Lachs is also the medical director for the New York City Elder Abuse Center, which uses an integrated approach when treating victims of elder abuse. It has also been trying to help doctors in other cities develop similar programs.
There isn't any data tracking how common these kinds of formal alliances are, said Robert Blancato, the national coordinator for the Elder Justice Coalition, an advocacy group focused on preventing abuse of older people. Anecdotally, though, he's seen many doctors and other service providers across the country using this multidisciplinary strategy. "When they stick to it and do it," he said, "they can show results."
Doctors can't fix elder abuse by themselves. But they are often an important first line of defense. So if they do notice something is wrong, knowing about other community resources is key to resolving the issue.
"The odds are better that somewhere in that group of people in the [multidisciplinary] team, someone may have the ability to work closer with the elderly person and find out what the situation is," Blancato said.
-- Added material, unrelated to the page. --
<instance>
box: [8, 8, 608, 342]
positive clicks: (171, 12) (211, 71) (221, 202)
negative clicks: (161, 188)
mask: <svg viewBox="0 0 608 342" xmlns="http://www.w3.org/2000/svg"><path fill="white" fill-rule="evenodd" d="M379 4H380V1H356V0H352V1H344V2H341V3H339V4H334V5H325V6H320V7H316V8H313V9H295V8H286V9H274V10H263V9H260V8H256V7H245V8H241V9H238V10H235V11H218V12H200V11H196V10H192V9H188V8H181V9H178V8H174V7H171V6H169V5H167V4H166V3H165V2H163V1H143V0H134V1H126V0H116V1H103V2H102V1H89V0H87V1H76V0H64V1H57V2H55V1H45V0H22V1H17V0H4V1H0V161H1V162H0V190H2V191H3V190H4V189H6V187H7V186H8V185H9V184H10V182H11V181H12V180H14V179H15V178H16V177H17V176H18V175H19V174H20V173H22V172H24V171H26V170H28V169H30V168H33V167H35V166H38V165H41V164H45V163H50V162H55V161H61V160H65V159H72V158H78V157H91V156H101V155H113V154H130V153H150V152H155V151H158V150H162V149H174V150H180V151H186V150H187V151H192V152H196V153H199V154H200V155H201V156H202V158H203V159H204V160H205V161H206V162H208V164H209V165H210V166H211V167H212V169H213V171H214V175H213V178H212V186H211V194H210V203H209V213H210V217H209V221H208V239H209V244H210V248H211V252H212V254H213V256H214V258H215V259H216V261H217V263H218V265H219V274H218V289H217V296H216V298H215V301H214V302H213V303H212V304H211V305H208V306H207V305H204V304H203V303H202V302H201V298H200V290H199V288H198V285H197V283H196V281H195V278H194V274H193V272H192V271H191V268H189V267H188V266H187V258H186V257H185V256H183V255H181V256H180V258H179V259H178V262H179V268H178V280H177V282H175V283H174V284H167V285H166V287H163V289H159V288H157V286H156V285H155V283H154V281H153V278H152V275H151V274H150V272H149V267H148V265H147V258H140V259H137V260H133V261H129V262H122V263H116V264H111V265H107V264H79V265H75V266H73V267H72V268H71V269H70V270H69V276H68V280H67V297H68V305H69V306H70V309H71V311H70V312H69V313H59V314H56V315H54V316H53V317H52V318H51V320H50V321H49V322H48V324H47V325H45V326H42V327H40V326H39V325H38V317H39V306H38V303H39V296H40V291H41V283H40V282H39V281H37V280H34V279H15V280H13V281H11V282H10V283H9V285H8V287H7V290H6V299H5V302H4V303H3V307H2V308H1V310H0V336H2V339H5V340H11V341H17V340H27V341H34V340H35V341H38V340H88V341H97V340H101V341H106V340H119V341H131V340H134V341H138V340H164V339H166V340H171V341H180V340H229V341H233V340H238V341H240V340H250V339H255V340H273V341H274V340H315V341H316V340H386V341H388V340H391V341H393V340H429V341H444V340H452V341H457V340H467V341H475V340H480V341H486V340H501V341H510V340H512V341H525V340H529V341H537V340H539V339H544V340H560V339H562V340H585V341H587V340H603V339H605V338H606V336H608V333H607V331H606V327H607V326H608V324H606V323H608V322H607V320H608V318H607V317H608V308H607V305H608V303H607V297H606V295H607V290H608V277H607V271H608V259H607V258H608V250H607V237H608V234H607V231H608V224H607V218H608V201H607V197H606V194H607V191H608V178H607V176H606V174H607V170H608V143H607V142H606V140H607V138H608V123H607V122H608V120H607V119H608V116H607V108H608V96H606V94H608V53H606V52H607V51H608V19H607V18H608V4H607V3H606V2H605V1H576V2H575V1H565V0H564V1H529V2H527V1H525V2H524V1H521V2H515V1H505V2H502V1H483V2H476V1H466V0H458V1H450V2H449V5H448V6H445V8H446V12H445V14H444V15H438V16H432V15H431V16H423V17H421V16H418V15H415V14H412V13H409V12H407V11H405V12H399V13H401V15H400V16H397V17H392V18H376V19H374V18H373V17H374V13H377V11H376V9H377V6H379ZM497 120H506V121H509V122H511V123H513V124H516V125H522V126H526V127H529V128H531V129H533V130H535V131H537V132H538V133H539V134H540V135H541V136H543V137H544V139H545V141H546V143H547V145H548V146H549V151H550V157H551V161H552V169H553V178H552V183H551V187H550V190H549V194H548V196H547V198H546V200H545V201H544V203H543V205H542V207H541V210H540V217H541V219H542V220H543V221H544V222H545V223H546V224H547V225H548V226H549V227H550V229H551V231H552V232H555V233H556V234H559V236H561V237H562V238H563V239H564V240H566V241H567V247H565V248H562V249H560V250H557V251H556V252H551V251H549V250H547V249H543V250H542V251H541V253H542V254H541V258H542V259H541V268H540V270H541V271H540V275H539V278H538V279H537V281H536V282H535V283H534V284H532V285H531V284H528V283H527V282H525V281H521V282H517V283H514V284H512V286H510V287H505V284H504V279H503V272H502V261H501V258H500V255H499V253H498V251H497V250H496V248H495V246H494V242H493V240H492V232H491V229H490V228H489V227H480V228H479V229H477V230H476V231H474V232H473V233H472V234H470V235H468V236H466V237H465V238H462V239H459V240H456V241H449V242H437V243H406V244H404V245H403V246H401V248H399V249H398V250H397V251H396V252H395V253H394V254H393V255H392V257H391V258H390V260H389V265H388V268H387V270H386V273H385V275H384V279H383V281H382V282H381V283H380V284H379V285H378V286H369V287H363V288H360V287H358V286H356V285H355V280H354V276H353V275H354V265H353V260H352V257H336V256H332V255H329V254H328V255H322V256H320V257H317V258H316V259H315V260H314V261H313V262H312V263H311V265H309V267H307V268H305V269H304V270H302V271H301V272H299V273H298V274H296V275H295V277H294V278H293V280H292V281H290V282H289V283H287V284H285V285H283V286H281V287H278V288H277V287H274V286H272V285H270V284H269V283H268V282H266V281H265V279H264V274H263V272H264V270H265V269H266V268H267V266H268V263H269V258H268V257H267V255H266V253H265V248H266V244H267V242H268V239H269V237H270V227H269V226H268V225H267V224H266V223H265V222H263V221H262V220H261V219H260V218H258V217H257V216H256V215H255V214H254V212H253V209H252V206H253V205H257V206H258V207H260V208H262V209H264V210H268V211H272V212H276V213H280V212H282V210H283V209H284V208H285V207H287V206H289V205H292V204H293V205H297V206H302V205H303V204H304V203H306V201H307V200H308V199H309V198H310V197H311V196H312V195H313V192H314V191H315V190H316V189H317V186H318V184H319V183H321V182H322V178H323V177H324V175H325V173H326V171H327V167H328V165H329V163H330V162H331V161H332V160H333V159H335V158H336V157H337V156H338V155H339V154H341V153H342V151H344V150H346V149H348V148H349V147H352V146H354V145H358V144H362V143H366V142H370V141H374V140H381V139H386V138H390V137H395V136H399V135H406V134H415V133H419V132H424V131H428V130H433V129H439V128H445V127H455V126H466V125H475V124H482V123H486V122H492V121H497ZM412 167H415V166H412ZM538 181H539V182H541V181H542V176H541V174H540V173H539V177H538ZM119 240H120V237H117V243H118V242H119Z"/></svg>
But recognizing signs of elder abuse and coordinating a response isn't easy, Lachs said.
"Fragmentation of care is a huge problem," he said. "I've seen situations where patients have been victims of abuse at home, they go to a hospital [and] there's understandably a pressure to get people out of the hospital. They might go to an environment for rehab where the receiving providers don't have an understanding that the family member is physically, emotionally or fiscally abusive because of that fragmentation."
Though it may seem unrelated, Lachs said, financial abuse — scamming the older person or mishandling his or her funds — can often accompany medically significant harm. Victims then may not be able to buy medication or get enough to eat, which can exacerbate other health problems.
And if abuse goes untreated long enough, he added, patients can end up using expensive medical care they otherwise wouldn't have needed.